Beatty Deanna S, Aoki Lillian R, Graham Olivia J, Yang Bo
Evolution and Ecology Department, University of California, Davis, California, USA.
Data Science Initiative, University of Oregon, Eugene, Oregon, USA.
mSystems. 2021 Dec 21;6(6):e0110621. doi: 10.1128/mSystems.01106-21. Epub 2021 Nov 2.

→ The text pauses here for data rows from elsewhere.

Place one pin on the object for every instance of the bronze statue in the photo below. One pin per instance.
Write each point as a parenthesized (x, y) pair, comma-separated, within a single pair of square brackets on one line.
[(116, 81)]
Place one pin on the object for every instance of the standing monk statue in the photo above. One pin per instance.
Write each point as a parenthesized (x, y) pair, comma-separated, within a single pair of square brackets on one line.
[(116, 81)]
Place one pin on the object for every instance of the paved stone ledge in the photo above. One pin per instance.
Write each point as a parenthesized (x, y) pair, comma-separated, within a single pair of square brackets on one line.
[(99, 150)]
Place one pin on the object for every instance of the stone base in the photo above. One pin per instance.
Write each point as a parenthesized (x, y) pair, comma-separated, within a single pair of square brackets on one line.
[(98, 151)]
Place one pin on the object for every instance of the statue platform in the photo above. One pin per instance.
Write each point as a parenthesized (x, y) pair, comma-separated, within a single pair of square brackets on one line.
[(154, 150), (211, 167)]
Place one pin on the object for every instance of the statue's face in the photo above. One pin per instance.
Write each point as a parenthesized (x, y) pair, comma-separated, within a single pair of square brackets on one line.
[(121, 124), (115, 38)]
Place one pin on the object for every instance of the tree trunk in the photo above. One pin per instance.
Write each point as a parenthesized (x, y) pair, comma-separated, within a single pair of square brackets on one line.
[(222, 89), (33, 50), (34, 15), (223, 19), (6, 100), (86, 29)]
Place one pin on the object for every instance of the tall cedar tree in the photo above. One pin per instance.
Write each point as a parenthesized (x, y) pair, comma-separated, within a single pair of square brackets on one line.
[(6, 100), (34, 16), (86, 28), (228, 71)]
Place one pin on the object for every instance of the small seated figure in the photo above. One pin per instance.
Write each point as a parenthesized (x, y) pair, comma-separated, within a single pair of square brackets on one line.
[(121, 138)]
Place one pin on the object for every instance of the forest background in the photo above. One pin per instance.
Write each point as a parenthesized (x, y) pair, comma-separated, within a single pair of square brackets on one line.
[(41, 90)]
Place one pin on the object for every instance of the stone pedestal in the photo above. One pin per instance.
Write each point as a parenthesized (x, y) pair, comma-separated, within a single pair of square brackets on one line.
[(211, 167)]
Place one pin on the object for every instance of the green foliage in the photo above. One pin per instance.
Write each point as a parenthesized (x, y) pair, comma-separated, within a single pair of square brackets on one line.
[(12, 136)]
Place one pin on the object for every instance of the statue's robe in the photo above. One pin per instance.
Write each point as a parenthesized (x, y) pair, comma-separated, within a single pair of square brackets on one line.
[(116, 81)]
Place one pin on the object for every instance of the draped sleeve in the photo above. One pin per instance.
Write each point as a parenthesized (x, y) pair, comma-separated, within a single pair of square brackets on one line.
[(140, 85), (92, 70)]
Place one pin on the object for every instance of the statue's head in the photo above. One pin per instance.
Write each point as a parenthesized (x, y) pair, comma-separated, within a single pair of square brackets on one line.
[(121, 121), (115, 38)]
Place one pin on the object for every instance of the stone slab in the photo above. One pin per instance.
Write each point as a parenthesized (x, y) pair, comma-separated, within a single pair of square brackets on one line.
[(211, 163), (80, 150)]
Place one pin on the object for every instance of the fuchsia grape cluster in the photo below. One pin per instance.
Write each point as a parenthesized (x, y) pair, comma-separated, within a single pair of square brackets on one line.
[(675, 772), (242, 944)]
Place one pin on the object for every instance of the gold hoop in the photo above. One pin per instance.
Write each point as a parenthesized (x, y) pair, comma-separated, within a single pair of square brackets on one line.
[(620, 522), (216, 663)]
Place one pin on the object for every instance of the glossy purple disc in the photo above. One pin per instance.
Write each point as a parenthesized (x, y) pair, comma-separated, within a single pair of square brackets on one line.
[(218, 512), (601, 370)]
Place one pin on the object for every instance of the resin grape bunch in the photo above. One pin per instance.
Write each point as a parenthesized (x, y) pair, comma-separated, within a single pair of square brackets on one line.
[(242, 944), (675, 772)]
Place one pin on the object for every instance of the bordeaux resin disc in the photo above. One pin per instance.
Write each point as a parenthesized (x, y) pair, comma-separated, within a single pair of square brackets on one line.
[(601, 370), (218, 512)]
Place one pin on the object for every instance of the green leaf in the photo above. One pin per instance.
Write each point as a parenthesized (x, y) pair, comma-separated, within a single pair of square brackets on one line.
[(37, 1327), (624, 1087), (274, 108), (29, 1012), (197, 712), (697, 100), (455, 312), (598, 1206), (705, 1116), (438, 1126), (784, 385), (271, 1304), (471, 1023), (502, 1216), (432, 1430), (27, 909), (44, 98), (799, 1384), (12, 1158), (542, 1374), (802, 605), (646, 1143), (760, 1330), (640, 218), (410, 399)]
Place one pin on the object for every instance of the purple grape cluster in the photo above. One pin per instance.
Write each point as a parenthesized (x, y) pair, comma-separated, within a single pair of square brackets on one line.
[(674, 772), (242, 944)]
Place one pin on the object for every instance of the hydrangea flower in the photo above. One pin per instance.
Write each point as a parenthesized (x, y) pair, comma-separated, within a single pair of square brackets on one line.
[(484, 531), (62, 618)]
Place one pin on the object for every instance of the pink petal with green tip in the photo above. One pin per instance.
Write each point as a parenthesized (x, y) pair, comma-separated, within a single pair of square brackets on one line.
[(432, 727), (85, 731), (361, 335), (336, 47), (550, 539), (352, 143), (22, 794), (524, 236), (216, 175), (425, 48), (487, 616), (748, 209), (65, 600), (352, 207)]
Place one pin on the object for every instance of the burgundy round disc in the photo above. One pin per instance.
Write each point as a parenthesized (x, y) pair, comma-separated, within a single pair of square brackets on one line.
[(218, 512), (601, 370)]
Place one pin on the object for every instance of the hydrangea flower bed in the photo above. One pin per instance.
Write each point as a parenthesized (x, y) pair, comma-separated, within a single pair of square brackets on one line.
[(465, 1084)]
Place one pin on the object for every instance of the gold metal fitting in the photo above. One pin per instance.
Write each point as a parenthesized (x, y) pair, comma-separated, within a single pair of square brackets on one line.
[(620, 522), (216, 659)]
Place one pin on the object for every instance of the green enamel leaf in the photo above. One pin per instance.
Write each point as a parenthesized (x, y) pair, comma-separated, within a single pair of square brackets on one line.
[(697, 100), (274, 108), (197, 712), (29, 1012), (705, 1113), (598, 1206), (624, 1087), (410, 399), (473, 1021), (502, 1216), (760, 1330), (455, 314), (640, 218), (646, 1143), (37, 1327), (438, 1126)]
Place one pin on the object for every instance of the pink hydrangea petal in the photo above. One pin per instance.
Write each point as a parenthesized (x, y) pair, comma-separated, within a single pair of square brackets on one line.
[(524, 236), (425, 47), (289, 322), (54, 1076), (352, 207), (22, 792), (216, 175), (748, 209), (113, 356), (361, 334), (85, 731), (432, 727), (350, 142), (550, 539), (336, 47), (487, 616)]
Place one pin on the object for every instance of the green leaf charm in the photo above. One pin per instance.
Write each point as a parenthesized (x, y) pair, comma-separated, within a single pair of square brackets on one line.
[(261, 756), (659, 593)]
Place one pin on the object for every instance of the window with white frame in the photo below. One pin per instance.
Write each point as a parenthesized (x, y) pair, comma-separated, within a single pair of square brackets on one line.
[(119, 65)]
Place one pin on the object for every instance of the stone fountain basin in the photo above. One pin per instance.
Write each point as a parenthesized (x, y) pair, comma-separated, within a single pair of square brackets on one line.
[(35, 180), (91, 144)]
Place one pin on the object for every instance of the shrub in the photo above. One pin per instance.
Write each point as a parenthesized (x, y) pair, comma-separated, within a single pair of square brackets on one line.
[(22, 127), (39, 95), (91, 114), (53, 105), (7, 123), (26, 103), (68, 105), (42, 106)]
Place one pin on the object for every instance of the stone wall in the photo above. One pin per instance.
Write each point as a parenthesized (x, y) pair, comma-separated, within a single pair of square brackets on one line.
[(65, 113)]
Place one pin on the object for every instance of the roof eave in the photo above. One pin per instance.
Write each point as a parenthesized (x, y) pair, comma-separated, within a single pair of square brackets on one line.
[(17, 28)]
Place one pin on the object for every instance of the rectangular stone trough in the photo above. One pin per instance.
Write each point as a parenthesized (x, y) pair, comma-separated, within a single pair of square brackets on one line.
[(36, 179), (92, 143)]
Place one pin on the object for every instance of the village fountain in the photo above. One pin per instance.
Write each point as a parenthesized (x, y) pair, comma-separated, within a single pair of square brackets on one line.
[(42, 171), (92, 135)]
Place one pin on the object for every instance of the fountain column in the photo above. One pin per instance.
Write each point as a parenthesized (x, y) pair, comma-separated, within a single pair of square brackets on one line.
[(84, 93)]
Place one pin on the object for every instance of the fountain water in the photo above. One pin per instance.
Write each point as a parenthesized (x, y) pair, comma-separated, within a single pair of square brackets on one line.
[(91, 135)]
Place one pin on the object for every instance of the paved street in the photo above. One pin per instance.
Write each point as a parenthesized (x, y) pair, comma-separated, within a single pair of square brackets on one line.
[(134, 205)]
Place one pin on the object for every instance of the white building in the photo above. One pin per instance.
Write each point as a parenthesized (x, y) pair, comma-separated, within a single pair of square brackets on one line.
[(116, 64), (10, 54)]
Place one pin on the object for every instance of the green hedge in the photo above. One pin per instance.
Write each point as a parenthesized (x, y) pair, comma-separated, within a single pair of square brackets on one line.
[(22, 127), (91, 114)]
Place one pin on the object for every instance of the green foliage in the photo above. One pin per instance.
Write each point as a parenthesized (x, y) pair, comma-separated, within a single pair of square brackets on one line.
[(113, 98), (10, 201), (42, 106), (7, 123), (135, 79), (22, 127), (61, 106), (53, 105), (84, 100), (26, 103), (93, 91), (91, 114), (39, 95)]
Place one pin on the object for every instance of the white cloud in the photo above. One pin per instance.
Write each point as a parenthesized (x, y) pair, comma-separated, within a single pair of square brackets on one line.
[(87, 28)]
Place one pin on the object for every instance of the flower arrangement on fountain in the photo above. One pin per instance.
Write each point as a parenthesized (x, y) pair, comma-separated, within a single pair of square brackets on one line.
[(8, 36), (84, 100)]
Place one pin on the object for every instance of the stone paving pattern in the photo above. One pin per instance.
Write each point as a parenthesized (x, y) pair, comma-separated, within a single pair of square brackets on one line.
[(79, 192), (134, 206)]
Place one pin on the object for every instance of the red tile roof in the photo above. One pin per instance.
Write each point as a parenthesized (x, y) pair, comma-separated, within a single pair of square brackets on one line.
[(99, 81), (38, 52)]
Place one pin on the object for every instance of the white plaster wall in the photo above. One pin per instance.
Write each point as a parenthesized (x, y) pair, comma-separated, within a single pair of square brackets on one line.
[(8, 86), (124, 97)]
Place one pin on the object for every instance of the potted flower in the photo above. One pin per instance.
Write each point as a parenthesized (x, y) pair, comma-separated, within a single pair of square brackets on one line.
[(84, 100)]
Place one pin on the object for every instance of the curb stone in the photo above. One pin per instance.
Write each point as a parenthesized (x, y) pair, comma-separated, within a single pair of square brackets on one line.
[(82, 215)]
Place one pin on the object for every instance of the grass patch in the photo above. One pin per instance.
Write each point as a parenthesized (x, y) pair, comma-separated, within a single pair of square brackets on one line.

Coupling remote sensing with microbial omics-based approaches provides a promising new frontier for scientists to scale microbial interactions across space and time. These data-rich, interdisciplinary methods allow us to better understand interactions between microbial communities and their environments and, in turn, their impact on ecosystem structure and function. Here, we highlight current and novel examples of applying remote sensing, machine learning, spatial statistics, and omics data approaches to marine, aquatic, and terrestrial systems. We emphasize the importance of integrating biochemical and spatiotemporal environmental data to move toward a predictive framework of microbiome interactions and their ecosystem-level effects. Finally, we emphasize lessons learned from our collaborative research with recommendations to foster productive and interdisciplinary teamwork.
将遥感技术与基于微生物组学的方法相结合,为科学家在时空尺度上拓展微生物相互作用的研究提供了一个充满希望的新领域。这些数据丰富的跨学科方法使我们能够更好地理解微生物群落与其环境之间的相互作用,进而了解它们对生态系统结构和功能的影响。在这里,我们重点介绍将遥感、机器学习、空间统计学和组学数据方法应用于海洋、水生和陆地系统的当前实例和新实例。我们强调整合生化和时空环境数据对于构建微生物群落相互作用及其生态系统水平效应的预测框架的重要性。最后,我们强调从合作研究中吸取的经验教训,并提出促进富有成效的跨学科团队合作的建议。